David was a three-time All-Big 5 pick and two-time winner of the team’s Most Outstanding Player award and was named the school’s Male Athlete of the Year as a senior.
After graduating with a degree in business administration in 2010, David played professionally for three seasons. The first was spent with the Alpine (Texas) Cowboys in the independent Pecos League, where he played for Dryden High grad and former TC3 baseball coach Ryan Stevens.
He then signed with the Pittsburgh Pirates organization, spending the 2012 season with the State College (Pennsylvania) Spikes and 2013 with the Jamestown Jammers, both in the Class A New York-Penn League.
After his playing career was done, he returned to Saint Joseph’s as an assistant to Hamburg, who he cites a major influence on his coaching style.
“He had a tremendous impact on me as a player and getting into coaching,” David said. “Once I finished playing pro ball, he made it known that he was interested in having me become a coach. I learned a ton from him, from how to represent myself well and be a professional but also how to teach and be innovative and connect with players.”
Another big influence for David was Dave Turgeon, David’s manager at State College and Jamestown.
“The way he went about his business and his professionalism and blue-collar attitude really connected with me,” David said. “We still stay in touch regularly.”
David said trust and innovation are two key aspects of his coaching style.
“I feel it’s important to develop trust, which can lead to players performing at higher levels, being open to different ways of learning, and taking risks,” he said. “I don’t want players to be playing with fear. ... They need to trust that I’ll be there for them and help them develop on the field and also in the classroom and everyday life.”
David said he also tries to be innovative in his teaching methods because there are many ways to connect with players.
“Baseball is a traditional sport,” David said. “But now, there’s also a lot of technology out there to measure things like spin rate, exit velocity and path through the zone.
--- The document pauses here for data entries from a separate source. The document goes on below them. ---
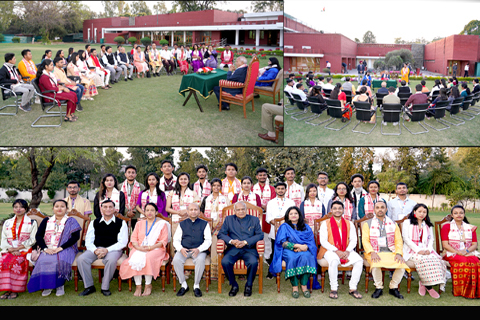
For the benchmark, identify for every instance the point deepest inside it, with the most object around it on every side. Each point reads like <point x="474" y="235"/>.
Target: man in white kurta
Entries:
<point x="333" y="255"/>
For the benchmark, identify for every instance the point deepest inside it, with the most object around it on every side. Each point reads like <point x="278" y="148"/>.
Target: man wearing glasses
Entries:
<point x="324" y="193"/>
<point x="75" y="201"/>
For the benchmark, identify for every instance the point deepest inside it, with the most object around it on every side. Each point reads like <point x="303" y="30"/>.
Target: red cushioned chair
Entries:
<point x="248" y="88"/>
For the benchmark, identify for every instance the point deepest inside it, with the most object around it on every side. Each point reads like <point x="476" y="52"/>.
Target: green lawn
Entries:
<point x="298" y="133"/>
<point x="140" y="112"/>
<point x="270" y="297"/>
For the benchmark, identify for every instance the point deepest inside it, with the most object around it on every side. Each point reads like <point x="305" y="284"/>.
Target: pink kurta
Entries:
<point x="155" y="258"/>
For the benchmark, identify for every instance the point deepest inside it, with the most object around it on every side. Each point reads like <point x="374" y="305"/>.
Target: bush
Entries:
<point x="119" y="40"/>
<point x="12" y="193"/>
<point x="146" y="41"/>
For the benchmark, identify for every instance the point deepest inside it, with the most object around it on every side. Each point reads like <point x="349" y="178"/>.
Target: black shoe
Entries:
<point x="106" y="293"/>
<point x="377" y="293"/>
<point x="248" y="291"/>
<point x="395" y="293"/>
<point x="233" y="292"/>
<point x="87" y="291"/>
<point x="197" y="292"/>
<point x="182" y="291"/>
And a lot of people are looking at training in a new light and for ways to better challenge players and mimic game-like situations.”
For the past four years, David has been head coach at Wells College, starting the NCAA Div. III program in 2015. In three seasons there, Valesente went 46-63. The Express was 18-22 this past spring and made its first appearance in the North Eastern Athletic Conference playoffs, collecting a pair of post-season wins.
“David did a terrific job during his time at Wells and quickly built that program to be competitive in its conference,” IC Athletic Director Susan Bassett said in a press release. “It is no easy task to start a program from scratch, and David worked diligently to implement a culture on and off the field that we embody at Ithaca College. His passion and effectiveness in recruiting is a clear strength and will serve him well.”
David said he has learned a lot at Wells.
“I learned how to be a head coach,” David said. “I learned how to start a program from scratch and design uniforms, how to recruit a full roster and keep kids on campus succeeding academically, how to develop a budget and plan travel and meal money, how to connect with families, get them on campus and develop a relationship with them, and much, much more.”
While David’s official start date at Ithaca is Aug. 19, he’s already begun the transition from Aurora to South Hill, calling recruits and getting to know the ins and outs of the IC campus. Although David said he and his father have talked a little bit about George’s role with the program going forward, nothing formal has been decided on yet.
“The main priority is filling the full-time assistant coach’s position and connecting with current and incoming Bombers to make sure they’re good to go for the fall,” David said. “I’d love to have Dad around and be able to utilize his history and knowledge to influence the team.We’ll see what happens, but I’m confident he’ll be connected with the program moving forward.”